Sunday, January 5, 2014

I Find It Amusing

Saturday evening, the leading edge of a large snow storm had reached the mid-Michigan area.  On the news, and personal accounts of friends on Facebook, there were reports of runs on the local grocery stores, with the shelves of milk, bread, and toilet paper being left bare.

Now, stocking up on milk and bread in anticipation of being home bound for a day or two, I can understand.  Most people seem to pick up groceries on a whim, sometimes even daily, rather than by doing the sort of planned grocery shopping I do (which is a large shopping once a month, and picking up 3-4 gallons of milk at a time making it unnecessary for me to go to the store more than once or twice a week and some weeks not at all).
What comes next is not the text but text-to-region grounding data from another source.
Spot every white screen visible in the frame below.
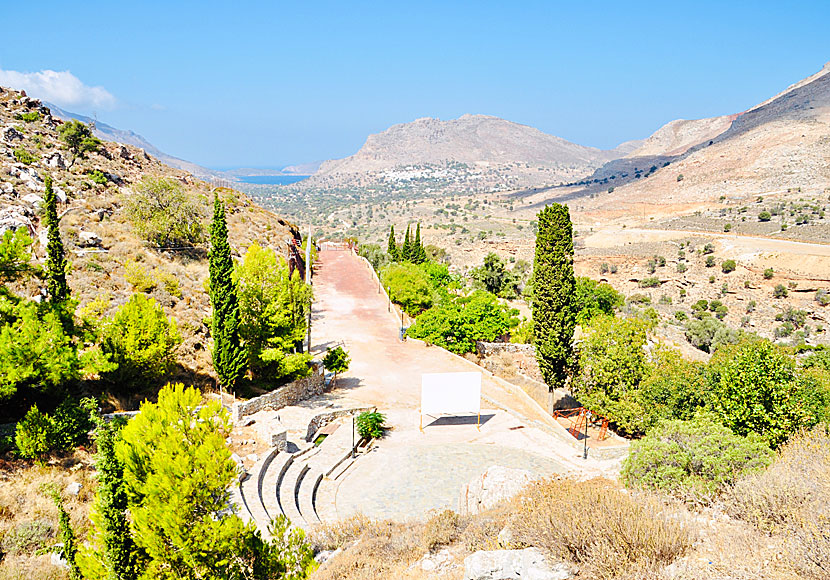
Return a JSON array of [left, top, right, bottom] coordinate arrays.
[[421, 372, 481, 416]]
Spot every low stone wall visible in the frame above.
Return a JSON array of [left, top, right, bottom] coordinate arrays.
[[305, 406, 374, 442], [475, 341, 535, 357], [232, 363, 325, 423]]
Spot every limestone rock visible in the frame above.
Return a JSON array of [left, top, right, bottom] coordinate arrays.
[[459, 465, 533, 516], [66, 481, 82, 496], [78, 230, 102, 247], [2, 126, 23, 143], [464, 548, 573, 580], [22, 193, 43, 207], [43, 151, 66, 169]]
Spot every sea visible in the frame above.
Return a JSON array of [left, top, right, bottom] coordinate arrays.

What I really don't understand, and find somewhat amusing, is the urge of society to buy toilet paper in preparation of a spell of snow and cold that will most certainly leave the schools closed for a day or maybe two.  Maybe my lack of understanding is because I buy the giant pack of 36 (or is it 48?) rolls when it is on sale in my preferred brand, which makes us at this little place here rarely ever have to worry about running out of toilet paper. 

Honestly, I can give people a break who just happened to be out of toilet paper and bought some while they were at the store to get their emergency stash of bread and milk.  But those who purposely buy extra t.p. because of a predicted spate of inclement weather?

I just don't get it.  I mean, do they really crap so much more during bad weather that their normal weekly supply of toilet paper is not enough to get them through 2 or 3 days until the roads are again passable enough to get back to the store?  Or do they worry that out there on the interstate, out in the elements of nature, in the fury of the storm, the toilet paper delivery truck is going to crash and burn, cutting off incoming shipment to the local stores?

Do they not know that in a pinch, a piece of paper (ala the old Sears and Roebuck catalog) will do?  Or a napkin torn in half?  Or a paper towel cut down to size?  Or a facial tissue?  Or, heaven forbid, a wash cloth????

I mean, once upon a time there was no such thing as toilet paper, all neatly cut to size, with perforations to tear into tidy squares, rolled up on cardboard tubes.  And people still did their business without it, even in snow storms.